Churches and individuals can also help by putting into the hands of low-income and poor people the capital they need to employ themselves. Many of these people, especially in less-developed countries, exhibit a great genius for turning a profit in micro-enterprise if only they can get the initial tools with which to ply a trade. Lend money to a Bangladeshi woman to buy a simple, pedal-driven sewing machine, and she will pay back the money promptly and at high interest (necessary to cover the high proportionate cost of administering such small loans), and will build a small business in which she employs herself and others, providing food and other necessities for years to come.4 More important from the Christian perspective, she will be released from the degrading dependency generated by constant handouts, and her dignity as a person will be affirmed – along with the accountability that goes with bearing the image of God.

Notes:

  1. See Graham Hancock, Lords of Poverty: The Power, Prestige, and Corruption of the International Aid Business (New York: Atlantic Monthly Press, 1989).
  2. See E. Calvin Beisner, Prospects For Growth: A Biblical View of Population, Resources, and the Future (Westchester, IL: Crossway Books, 1990); Julian Simon, The Economics of Population Growth (Princeton: Princeton University Press, 1977), The Ultimate Resource (Princeton: Princeton University Press, 1981), and Population Matters (New Brunswick, NJ: Transaction Publishers/Hudson Institute, 1990); Max Stigler, Passage to a Human World: The Dynamics of Creating Global Wealth (Indianapolis: Hudson Institute, 1987).

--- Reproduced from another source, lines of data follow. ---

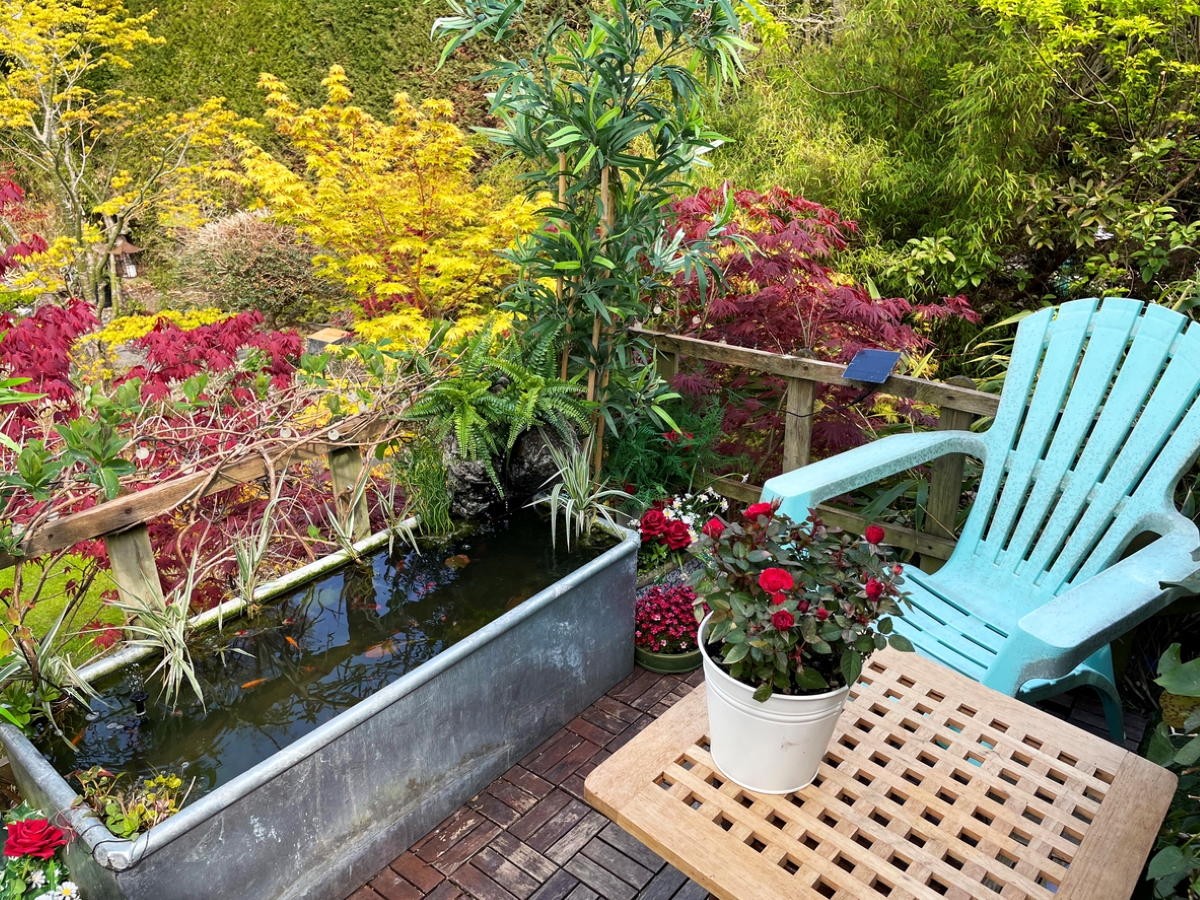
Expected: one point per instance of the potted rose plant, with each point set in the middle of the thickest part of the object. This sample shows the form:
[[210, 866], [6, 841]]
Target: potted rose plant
[[665, 631], [795, 611], [33, 869]]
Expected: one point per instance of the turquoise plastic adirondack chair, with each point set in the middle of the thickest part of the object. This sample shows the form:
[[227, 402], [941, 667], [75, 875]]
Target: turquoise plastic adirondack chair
[[1097, 423]]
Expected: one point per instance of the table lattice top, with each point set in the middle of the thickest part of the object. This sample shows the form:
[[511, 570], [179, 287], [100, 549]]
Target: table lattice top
[[933, 786]]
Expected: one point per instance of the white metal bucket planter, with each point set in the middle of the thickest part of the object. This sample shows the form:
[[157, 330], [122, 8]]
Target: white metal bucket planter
[[774, 747]]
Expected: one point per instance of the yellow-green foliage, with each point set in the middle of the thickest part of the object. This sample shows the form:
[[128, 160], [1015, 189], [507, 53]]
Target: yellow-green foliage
[[53, 597], [127, 328], [408, 327], [391, 207]]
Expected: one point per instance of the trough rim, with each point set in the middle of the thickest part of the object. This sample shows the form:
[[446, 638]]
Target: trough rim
[[120, 855]]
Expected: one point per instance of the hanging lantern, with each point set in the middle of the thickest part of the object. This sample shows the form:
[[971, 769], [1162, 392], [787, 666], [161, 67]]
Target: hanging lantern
[[124, 251], [123, 256]]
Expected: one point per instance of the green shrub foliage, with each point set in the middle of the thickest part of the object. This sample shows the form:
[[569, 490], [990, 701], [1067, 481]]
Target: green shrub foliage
[[1020, 149], [245, 262], [216, 48]]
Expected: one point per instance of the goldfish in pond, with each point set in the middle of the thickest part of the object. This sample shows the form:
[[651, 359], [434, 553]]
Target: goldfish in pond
[[382, 649]]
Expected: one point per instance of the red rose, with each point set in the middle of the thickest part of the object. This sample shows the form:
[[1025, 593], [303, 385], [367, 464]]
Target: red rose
[[676, 534], [783, 619], [773, 580], [33, 838], [653, 522], [760, 509]]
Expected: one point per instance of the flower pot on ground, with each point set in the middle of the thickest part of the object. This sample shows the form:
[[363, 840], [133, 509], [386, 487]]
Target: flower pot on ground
[[795, 612], [665, 630]]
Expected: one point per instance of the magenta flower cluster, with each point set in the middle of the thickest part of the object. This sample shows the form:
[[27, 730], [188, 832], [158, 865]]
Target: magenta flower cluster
[[666, 619]]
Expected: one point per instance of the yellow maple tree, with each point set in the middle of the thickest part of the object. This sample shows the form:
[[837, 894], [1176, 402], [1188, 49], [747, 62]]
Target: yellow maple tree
[[391, 205], [108, 159]]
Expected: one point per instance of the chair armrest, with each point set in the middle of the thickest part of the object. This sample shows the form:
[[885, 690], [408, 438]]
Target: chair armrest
[[803, 489], [1050, 641]]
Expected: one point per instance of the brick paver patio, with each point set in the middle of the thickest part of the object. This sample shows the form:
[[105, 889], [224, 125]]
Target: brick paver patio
[[529, 835]]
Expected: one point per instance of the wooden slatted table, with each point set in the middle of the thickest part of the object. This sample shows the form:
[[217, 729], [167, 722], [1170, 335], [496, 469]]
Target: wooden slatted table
[[934, 786]]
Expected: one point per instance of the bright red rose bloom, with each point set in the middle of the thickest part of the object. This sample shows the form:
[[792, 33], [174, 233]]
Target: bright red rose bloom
[[773, 580], [760, 509], [653, 522], [676, 534], [33, 838]]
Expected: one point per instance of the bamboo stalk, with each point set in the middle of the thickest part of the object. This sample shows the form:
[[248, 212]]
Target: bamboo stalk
[[561, 282], [595, 317], [607, 220]]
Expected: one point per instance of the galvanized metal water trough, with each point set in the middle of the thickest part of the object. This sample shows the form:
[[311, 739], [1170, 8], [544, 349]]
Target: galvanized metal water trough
[[319, 817]]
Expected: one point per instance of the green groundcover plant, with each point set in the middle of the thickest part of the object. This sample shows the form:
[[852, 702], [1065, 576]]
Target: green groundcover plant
[[796, 607]]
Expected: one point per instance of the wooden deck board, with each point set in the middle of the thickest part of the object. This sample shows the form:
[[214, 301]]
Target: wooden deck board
[[529, 835]]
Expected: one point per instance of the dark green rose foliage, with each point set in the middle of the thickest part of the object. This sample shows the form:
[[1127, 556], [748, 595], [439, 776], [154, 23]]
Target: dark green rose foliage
[[797, 609]]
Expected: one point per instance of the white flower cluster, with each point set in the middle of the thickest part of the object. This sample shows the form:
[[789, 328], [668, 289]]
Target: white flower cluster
[[66, 891], [695, 509]]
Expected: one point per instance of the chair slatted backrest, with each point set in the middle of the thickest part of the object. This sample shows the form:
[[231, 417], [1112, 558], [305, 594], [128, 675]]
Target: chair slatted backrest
[[1097, 423]]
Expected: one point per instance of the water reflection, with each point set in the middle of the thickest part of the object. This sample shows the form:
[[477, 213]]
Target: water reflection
[[312, 654]]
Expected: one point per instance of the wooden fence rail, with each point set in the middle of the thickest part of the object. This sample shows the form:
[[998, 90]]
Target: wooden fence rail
[[121, 522], [958, 401]]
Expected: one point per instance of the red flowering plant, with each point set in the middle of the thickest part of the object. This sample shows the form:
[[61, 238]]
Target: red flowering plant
[[675, 525], [796, 609], [33, 867], [666, 622]]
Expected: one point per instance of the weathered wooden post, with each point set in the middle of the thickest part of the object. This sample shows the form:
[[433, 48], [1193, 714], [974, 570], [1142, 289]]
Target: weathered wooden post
[[133, 568], [345, 471], [798, 427]]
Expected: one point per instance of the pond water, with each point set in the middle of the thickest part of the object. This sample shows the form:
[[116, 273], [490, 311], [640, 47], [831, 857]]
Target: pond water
[[313, 653]]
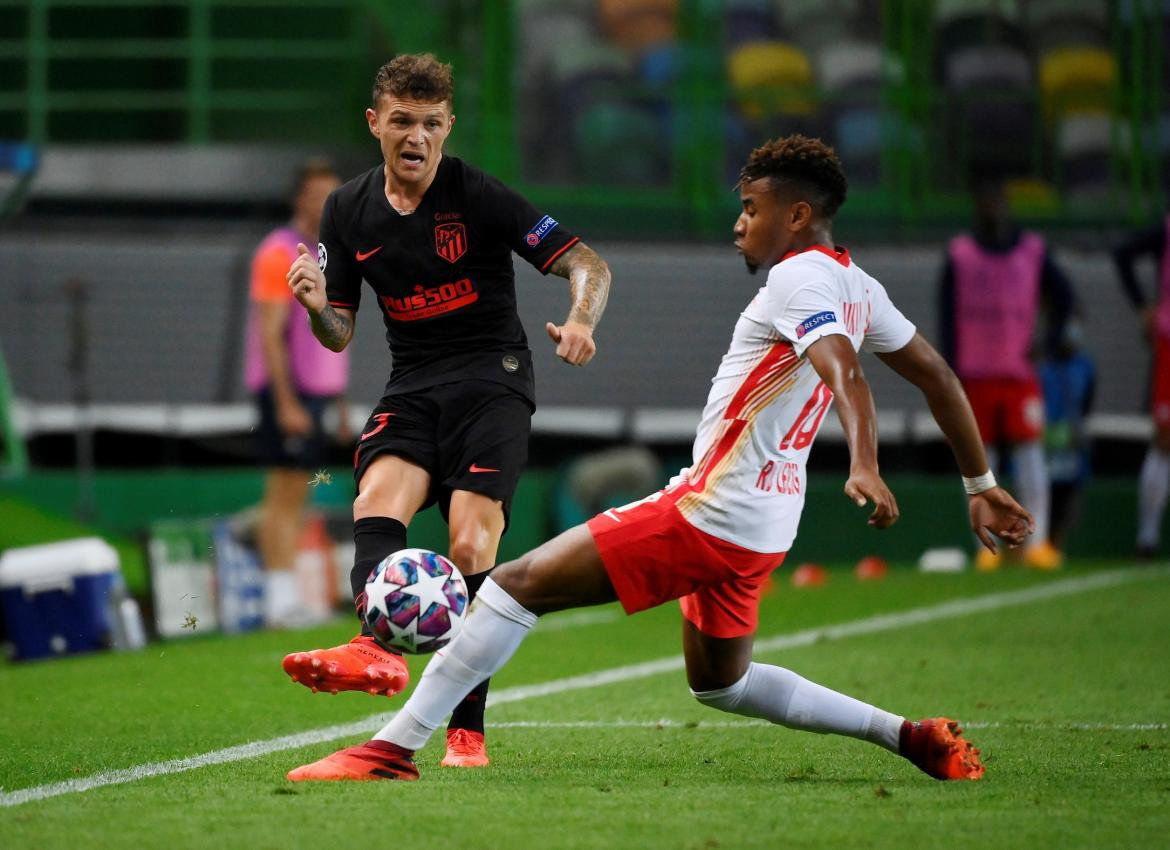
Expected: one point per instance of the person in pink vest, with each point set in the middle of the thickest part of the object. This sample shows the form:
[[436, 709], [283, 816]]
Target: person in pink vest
[[294, 378], [996, 281], [1154, 482]]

  3. See E. Calvin Beisner, “Biblical Incentives and Economic Systems,” in Biblical Principles & Economics: The Foundations, ed. Richard C. Chewning (Colorado Springs: NavPress, 1989) pp. 168-86.

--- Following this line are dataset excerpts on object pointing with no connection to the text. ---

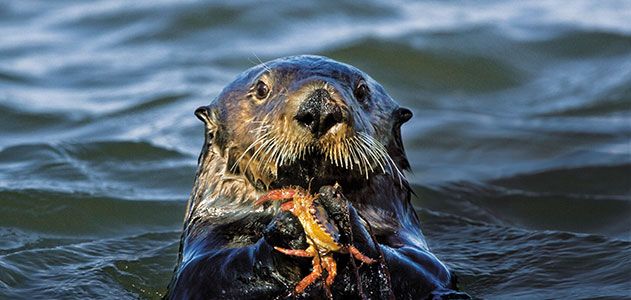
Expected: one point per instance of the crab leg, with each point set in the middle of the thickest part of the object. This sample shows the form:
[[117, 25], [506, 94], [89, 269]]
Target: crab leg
[[295, 252], [309, 279], [280, 194], [331, 268]]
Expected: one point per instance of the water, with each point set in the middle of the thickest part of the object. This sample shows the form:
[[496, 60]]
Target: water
[[520, 144]]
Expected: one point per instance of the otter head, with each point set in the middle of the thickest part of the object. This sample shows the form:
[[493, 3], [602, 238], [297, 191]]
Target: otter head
[[307, 121]]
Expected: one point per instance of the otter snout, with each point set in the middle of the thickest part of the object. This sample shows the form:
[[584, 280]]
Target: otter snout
[[318, 113]]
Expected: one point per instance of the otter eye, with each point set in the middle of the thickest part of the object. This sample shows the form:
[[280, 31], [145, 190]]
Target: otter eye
[[361, 91], [261, 90]]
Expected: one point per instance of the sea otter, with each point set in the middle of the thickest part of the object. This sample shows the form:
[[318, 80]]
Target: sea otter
[[308, 122]]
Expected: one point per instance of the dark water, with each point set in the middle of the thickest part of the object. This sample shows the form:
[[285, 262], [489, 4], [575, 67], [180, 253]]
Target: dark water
[[520, 144]]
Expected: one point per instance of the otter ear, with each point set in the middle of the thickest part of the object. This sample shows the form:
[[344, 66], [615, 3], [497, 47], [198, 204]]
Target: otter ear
[[402, 115], [208, 116]]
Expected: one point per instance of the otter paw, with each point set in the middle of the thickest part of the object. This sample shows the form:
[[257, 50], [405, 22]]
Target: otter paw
[[285, 231]]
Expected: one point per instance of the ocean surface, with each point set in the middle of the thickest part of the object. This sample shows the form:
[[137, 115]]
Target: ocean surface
[[520, 145]]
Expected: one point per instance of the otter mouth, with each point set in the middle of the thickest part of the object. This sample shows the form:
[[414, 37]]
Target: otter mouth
[[313, 171]]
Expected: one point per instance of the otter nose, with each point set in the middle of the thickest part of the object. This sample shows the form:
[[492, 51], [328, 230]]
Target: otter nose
[[318, 112]]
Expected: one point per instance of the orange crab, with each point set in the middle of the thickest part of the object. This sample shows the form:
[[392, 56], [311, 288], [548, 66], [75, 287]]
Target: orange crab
[[322, 235]]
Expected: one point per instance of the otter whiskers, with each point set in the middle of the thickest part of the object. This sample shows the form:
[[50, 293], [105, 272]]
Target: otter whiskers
[[274, 148]]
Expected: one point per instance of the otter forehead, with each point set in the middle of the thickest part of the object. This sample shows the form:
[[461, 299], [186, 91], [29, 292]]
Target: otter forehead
[[285, 76], [309, 116]]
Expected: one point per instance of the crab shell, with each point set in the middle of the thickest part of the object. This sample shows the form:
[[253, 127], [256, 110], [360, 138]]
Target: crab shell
[[320, 231]]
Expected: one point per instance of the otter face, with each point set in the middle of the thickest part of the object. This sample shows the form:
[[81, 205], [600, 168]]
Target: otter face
[[304, 118]]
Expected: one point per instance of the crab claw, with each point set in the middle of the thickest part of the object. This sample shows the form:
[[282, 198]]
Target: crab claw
[[280, 194]]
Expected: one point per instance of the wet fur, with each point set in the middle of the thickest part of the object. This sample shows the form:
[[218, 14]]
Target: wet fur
[[221, 246]]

  4. Many relief agencies around the world have met with great success with programs like this. Generally called “micro-enterprise investment programs” or “income-generation programs for the poor,” the programs focus on capitalizing micro-entrepreneurs so that they become self-supporting. Two organizations making good use of this method and on whose advisory boards I serve are Transformation International Enterprises, 1730 North Lynn Street, Suite 500, Arlington, Virginia 22209, and International Church Relief Fund, P.O. Box 5366, Santa Rosa, California 95402-5366.